The Crimson contacted lawyers representing Harvard and Peabody Museum administrators with knowledge of the suit, all of whom either declined to or were unavailable to comment on the story.
According to the verdict, the plaintiffs have sought the artifacts on the basis that they could be considered property of Iran due to their origins, enabling them to use the assets to satisfy their claims against the Iranian government.
In the 2011 verdict, Federal Judge George A. O’Toole Jr. wrote that “the plaintiffs simply are unable to establish that any item in the possession of the Museums, whether from Persepolis or elsewhere, is rightly considered to be the property of Iran.”
The decision published last week confirmed this ruling. “While we are mindful of the incident that gave rise to the judgment,” the panel of three federal appeals court judges wrote, “the general rule is that foreign sovereign property in the United States is immune from attachment and execution.”
The disputes over ownership largely centered on interpretation of a 1930 Iranian law regarding the excavation of antiquities within the country’s borders. According to an article in the Chronicle of Higher Education, Harvard asserted that the law did not automatically give the Iranian government ownership over excavated items, that the law was unenforceable outside of Iran, and that many of the artifacts were excavated before 1930.

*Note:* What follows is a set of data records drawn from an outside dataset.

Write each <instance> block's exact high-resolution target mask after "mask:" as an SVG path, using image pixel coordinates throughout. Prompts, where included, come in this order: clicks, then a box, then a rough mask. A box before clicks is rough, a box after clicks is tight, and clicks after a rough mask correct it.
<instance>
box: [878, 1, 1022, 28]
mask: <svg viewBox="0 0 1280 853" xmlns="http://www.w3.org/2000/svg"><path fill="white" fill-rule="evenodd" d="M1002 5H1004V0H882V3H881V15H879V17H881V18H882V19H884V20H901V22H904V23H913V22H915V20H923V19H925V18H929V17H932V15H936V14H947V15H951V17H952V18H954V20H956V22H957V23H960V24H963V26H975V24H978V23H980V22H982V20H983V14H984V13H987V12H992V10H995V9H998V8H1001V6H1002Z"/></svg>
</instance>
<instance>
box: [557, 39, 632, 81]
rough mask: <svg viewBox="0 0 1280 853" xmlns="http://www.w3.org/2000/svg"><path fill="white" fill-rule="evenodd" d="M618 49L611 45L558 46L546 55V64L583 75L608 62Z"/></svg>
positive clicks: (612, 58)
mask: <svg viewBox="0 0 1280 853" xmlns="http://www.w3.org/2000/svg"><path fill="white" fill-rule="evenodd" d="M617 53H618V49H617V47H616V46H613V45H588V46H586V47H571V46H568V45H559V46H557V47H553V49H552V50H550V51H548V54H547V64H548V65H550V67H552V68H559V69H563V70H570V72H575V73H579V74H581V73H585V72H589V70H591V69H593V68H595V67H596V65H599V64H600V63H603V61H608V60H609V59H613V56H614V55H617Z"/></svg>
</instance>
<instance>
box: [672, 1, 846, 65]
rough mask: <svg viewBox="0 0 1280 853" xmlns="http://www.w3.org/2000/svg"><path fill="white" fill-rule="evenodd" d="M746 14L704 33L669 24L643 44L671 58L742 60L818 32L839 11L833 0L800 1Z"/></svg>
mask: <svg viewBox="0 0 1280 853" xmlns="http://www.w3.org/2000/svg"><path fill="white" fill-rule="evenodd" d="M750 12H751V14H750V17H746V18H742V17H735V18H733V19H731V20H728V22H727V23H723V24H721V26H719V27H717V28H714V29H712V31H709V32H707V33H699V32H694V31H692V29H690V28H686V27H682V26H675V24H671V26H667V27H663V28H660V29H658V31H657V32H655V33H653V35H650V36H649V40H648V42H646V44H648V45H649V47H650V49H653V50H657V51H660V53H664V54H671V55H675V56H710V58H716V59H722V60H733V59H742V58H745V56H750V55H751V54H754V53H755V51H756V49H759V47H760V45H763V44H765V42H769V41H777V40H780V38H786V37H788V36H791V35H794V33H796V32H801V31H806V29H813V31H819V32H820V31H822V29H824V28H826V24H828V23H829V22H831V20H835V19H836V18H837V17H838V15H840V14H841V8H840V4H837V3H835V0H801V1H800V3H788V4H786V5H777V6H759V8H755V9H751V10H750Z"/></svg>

Last week’s ruling denying the plaintiffs ownership of the artifacts upheld a 2011 ruling by a lower court that enabled the University of Chicago to retain possession of its share of the artifacts in question.
According to the Chronicle, had the rulings gone the other way, a precedent may have been set in American foreign policy allowing outside entities to seize foreign exhibitions on loan to American museums. This could have made foreign countries more reluctant to share exhibitions abroad.